Patient, Family & Staff Safety is our Priority: COVID-19 

Tramadol is an Opiate Causing Issues on a Global Scale

Last Updated on August 18, 2020 by Inspire Malibu

Global consumption of the opioid Tramadol, a drug that in some parts of the world is unregulated, increased 186 percent between 2000 and 2012, reports the International Narcotics Control Board.

In the United States, the synthetic opioid analgesic received government approval in 2010. By 2014, the Drug Enforcement Administration had placed it on the controlled substances list with a Schedule IV classification.

Tramadol is an Opiate and Addictive

Tramadol was developed by German scientists in the early ’60s and goes by the trade name Ultram. The drug, which many believed held non-addictive properties, is prescribed for moderate to severe pain in adults. The DEA’s Schedule IV classification suggests a “low potential for abuse” but that is simply not true, and people are getting addicted in large numbers.

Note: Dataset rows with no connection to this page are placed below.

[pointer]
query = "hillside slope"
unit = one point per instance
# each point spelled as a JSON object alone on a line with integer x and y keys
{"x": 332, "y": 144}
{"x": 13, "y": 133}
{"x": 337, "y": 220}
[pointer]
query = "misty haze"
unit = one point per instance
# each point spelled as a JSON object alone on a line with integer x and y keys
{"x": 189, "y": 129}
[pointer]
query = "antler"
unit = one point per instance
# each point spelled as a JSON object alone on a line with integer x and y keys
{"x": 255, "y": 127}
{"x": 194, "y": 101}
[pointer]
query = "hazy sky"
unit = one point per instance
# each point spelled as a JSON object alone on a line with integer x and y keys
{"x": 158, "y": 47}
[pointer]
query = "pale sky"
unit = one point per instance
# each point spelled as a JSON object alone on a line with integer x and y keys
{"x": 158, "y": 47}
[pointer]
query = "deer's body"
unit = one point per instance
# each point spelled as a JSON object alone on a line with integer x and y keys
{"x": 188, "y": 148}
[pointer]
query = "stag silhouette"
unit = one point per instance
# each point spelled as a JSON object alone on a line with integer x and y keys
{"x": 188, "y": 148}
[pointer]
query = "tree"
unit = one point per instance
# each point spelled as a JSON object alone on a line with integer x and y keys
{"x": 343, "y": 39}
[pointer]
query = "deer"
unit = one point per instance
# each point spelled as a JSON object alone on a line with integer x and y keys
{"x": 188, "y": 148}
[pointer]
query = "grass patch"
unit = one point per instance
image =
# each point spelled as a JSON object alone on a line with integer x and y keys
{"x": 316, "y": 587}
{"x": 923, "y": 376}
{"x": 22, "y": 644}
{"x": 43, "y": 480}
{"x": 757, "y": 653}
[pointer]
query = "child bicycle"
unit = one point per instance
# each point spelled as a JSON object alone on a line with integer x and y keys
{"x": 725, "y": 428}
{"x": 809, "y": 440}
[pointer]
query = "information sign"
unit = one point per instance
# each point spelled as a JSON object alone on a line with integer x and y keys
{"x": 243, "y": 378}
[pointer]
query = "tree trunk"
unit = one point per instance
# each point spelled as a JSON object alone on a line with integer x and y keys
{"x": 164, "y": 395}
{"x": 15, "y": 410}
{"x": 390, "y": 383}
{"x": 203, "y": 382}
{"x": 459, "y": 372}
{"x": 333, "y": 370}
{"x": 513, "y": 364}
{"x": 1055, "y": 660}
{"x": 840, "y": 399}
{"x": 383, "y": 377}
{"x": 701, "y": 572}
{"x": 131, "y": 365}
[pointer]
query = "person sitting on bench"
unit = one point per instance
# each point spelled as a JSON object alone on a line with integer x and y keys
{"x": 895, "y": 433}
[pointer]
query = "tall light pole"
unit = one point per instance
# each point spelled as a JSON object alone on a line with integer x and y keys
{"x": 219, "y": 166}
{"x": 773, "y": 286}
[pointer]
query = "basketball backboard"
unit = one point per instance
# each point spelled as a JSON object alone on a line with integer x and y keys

Unlike other opiates, the low potential for abuse is only when the drug is injected. Tramadol is an oral medication though, and The Wall Street Journal writes that recent research shows it packs a stronger punch than morphine taken orally.

What Are the Potential Dangers of Tramadol?

With millions of prescriptions handed out each year in the United States, awareness surrounding the potential dangers of the synthetic opioid have only begun to gain ground. The non-medical use of tramadol manifests all the classic symptoms of addiction, such as:

  • Developing a tolerance that requires more of the drug to produce the same effect and causes symptoms of withdrawal when out of the system
  • Cravings for the substance that lead to drug-seeking behavior
  • A greater risk of addiction for those all ready struggling with substance abuse, such as “doctor shopping” or claiming to have lost the prescription
  • Inability to stop using the drug even in the face of damaging physical and psychological consequences


Last year the Substance Abuse and Mental Health Services Administration (SAMHSA) released a report detailing the stark rise of tramadol issues.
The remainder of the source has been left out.